While sales continue to be strong, automobile manufacturers are looking towards their supply chain to improve efficiencies and thus profitability.
One such manufacturer doing that is General Motors (GM). This week, the company announced plans to cut $1bn in its North America’s logistics costs by 2016. According to the company, this will help increase its profit margin by 1%. Among its plans include bringing parts plants closer to its assembly plants; extending rail lines directly to plants; and is considering opening more logistics operations centers near some assembly plants.
According to Grace Lieblein, vice president of GM global purchasing and supply chain, “The challenge is how do you do logistics efficiently and frankly minimize cost, because that cost you save can be reinvested in the product and strengthen our fortress balance sheet,”
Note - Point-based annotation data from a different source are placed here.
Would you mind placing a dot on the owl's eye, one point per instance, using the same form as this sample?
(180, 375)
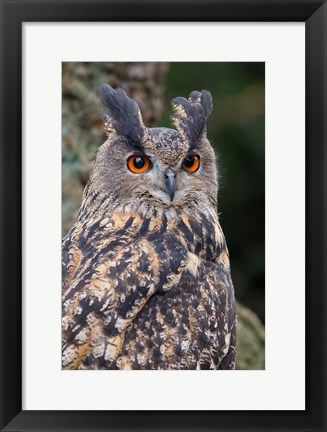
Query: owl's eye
(191, 163)
(138, 163)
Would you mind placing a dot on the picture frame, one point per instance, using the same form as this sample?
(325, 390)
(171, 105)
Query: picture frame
(13, 14)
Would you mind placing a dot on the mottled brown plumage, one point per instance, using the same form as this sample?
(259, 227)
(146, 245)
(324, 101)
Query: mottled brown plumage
(146, 273)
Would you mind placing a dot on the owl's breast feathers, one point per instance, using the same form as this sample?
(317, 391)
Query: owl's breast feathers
(148, 292)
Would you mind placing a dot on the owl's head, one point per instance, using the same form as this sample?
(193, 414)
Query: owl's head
(156, 166)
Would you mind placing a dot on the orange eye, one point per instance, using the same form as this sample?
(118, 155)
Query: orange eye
(138, 163)
(191, 163)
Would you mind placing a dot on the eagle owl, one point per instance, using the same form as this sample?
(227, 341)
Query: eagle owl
(146, 272)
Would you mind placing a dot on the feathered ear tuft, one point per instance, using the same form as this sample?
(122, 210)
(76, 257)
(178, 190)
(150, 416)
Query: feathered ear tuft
(190, 115)
(121, 113)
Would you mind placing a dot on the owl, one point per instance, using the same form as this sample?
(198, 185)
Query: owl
(146, 279)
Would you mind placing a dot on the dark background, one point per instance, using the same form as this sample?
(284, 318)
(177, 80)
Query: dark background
(236, 129)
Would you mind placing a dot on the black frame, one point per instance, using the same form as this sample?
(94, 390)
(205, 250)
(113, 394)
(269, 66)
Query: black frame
(13, 14)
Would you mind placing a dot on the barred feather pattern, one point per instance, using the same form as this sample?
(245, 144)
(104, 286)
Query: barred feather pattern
(147, 289)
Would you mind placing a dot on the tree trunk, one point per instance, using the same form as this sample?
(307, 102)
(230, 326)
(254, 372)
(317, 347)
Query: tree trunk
(83, 132)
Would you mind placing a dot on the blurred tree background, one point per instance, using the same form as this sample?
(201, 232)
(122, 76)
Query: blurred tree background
(236, 129)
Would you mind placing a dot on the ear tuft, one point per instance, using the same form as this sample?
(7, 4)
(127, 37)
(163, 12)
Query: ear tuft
(190, 115)
(121, 114)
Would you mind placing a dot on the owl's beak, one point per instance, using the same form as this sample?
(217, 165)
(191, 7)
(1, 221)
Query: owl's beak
(170, 184)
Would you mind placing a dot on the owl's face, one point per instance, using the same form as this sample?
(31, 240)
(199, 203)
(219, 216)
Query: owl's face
(154, 166)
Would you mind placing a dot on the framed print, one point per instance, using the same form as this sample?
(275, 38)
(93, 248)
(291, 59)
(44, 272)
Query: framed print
(265, 67)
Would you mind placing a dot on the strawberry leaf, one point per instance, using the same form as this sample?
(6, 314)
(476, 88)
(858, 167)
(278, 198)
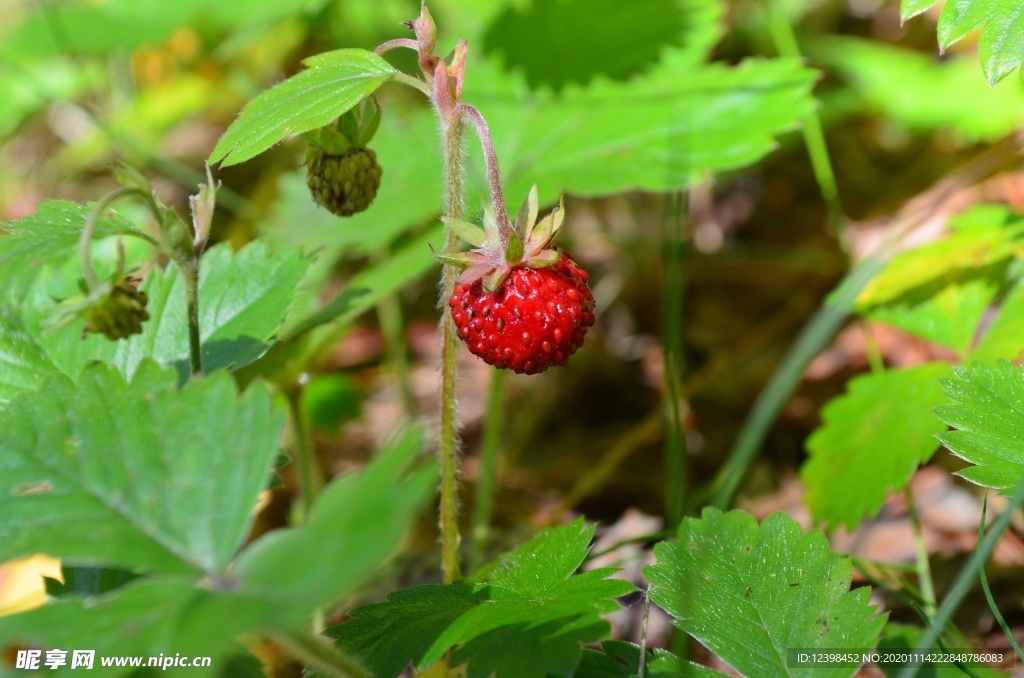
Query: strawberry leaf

One example of this is trimming transportation costs. In some cases, railways end a mile or less from GM facilities. This resulted in GM having to utilizing truck transportation to move finished vehicles to railroads.
Another example is the company’s plan to build its first logistics center. Announced in May, the facility will be located near GM’s Lansing Grand River assembly plant. The 400,000 sq ft facility will be used to sort and deliver parts to the assembly line in a process known as sequencing. The center is intended to cut costs and transportation between local suppliers that currently handle the task. If proven successful, additional such facilities will likely be built.
As GM implements these changes, the company is also looking to improve relations with suppliers. One way it is doing this is by sharing more information with all tiers of its supply chain and it has developed internal tools to eliminate possible bottlenecks. GM also wants to involve supplier partners early in the product-development process.
As the company gets set to introduce a number of new products in the coming year, it will need these improved supplier relations to be successful.
GM’s announcement to cut $1bn in its North American logistics costs is a good start but more is needed as the industry continues to innovate and competition increases.